Aptamer binding analysis to different monoclonal IgG1
For these analyses, the ELASA assay conditions were kept as described above. In addition to rituximab, the IgG1 monoclonal antibodies adalimumab (Humira, AbbVie Ltd., North Chicago, US) and trastuzumab (Herceptin, Roche, Basel, Switzerland) were used for the experiment. Both antibody solutions were diluted to the original concentration of rituximab (10 mg/ml) with ultrapure water immediately before the heat treatment.
Data analyses were performed in GraphPad Prism 7.03. A non-linear regression (one site—total and nonspecific binding) was used for Kd determination. A non-parametric test was performed, comparing all samples to each other, with corrections for multiple comparisons according to Dunn. A p-value <0.05 was considered significant.
In vitro selection of DNA aptamers against heat-treated rituximab
To obtain DNA aptamers against the heat-treated monoclonal IgG1 antibody rituximab, a DNA-library consisting of 1015 different single-strand oligonucleotides with a random part of 40 bp was used as template for initial selection. In total, six aptamer selection cycles and one counter cycle were performed to enrich DNA sequences with specificity to rituximab treated at 80°C during the aptamer elution process. After cloning and transforming the DNA of the enriched SELEX cycle seven, 46 plasmids were sequenced resulting in 31 different sequences. Aptamer sequences which were identified at least twice (C2, C4, C5, C7, C10, C57) were selected and showed a G-C content of 45–50% (Table 1). Using the FluMag-SELEX technique, we obtained six distinct DNA aptamer sequences for subsequent structural and immunological characterization.

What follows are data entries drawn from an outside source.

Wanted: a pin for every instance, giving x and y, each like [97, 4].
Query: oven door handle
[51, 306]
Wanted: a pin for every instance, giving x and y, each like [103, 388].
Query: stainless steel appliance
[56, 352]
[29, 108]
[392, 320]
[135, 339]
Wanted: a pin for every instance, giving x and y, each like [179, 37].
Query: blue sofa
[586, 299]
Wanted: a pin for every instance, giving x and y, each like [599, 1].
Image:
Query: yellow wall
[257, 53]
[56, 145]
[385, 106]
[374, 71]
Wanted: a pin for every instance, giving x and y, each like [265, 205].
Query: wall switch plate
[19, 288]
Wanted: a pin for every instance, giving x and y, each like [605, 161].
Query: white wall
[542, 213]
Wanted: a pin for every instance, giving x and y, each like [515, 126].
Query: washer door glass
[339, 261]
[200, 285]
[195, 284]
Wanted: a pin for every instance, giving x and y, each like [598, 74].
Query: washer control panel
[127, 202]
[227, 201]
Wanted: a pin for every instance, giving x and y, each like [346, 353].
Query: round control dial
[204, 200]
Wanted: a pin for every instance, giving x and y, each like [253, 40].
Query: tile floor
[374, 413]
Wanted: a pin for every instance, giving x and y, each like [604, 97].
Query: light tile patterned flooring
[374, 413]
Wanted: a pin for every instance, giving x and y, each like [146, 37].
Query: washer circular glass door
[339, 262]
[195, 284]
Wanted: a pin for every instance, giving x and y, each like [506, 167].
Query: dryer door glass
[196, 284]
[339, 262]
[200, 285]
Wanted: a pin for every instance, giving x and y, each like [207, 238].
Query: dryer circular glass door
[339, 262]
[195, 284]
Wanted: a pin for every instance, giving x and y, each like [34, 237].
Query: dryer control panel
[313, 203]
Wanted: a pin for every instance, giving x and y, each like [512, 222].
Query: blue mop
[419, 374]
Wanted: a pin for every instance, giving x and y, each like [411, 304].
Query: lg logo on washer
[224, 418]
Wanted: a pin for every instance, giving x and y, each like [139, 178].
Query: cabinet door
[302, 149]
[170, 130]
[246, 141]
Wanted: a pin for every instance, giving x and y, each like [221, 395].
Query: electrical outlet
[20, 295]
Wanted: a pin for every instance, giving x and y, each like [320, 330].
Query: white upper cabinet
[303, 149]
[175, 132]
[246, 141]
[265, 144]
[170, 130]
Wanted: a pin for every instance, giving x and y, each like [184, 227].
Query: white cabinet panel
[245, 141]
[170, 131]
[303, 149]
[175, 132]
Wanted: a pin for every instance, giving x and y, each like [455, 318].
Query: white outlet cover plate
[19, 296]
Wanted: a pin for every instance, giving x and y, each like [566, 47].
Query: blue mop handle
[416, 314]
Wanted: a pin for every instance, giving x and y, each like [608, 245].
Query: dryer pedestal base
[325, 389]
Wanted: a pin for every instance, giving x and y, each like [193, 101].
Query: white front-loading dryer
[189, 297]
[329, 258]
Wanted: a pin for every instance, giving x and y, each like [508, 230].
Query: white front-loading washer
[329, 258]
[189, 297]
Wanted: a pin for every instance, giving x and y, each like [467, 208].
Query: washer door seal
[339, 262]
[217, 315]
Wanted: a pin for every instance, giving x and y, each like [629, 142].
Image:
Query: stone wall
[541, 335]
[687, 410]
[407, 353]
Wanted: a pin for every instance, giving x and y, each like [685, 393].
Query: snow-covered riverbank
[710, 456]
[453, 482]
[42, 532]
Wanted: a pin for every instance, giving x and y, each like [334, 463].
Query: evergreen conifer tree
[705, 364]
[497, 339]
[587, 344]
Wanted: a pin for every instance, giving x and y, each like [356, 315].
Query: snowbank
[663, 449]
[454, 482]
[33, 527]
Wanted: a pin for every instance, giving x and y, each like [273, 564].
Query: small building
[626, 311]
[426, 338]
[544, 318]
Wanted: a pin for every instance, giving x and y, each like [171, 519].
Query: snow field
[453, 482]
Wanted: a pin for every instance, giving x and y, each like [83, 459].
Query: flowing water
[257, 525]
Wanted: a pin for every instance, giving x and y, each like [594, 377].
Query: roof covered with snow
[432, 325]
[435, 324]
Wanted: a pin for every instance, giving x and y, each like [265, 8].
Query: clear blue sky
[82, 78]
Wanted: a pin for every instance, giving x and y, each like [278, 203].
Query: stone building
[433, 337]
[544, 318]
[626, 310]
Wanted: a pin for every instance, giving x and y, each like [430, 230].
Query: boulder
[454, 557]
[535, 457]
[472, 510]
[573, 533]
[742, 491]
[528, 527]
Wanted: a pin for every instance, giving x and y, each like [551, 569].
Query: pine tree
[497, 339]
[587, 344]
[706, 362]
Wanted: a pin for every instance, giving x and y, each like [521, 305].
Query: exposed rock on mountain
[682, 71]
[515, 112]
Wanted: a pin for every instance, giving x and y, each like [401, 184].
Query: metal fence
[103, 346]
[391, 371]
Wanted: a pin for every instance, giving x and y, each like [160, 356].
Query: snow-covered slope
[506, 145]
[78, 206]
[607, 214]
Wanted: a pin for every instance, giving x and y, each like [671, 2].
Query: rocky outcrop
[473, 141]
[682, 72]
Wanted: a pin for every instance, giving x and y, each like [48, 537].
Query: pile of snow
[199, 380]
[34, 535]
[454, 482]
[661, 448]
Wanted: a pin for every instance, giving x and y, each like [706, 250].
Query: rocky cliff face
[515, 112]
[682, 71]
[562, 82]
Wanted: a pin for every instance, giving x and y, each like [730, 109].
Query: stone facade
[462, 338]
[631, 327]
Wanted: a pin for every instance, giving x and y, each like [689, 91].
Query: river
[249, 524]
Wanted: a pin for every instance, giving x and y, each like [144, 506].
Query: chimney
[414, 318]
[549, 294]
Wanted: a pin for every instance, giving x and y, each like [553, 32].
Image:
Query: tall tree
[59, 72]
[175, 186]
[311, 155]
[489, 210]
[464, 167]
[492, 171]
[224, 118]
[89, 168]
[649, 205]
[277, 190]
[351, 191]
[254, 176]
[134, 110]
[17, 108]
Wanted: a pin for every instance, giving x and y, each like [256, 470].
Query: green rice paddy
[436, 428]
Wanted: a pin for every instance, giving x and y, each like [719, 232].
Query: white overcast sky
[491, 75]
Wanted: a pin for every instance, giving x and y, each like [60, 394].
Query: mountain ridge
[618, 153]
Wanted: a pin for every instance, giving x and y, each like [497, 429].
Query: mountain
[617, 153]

In silico fold prediction of selected aptamers
To predict the secondary structure of aptamer sequences in silico, we used the online analysis tool “mfold”. For each range of possible structures, the ones with the lowest free energy (ΔG) were selected and are presented in Fig 1. Structural predictions revealed both hairpin formations of varying lengths and loops of different sizes for all aptamers. Lowest ΔG were observed for aptamers C5 (ΔG = -4.76), C57 (ΔG = -3.32) and C4 (ΔG = -3.19). In addition, the possibility of G-quadruplex formation was analysed via the online tool “QGRS Mapper”. Of note, aptamer C7 showed a G-score of 30 and presents four stretches of two guanine bases each that could be involved in G-quadruplex formation (Table 1).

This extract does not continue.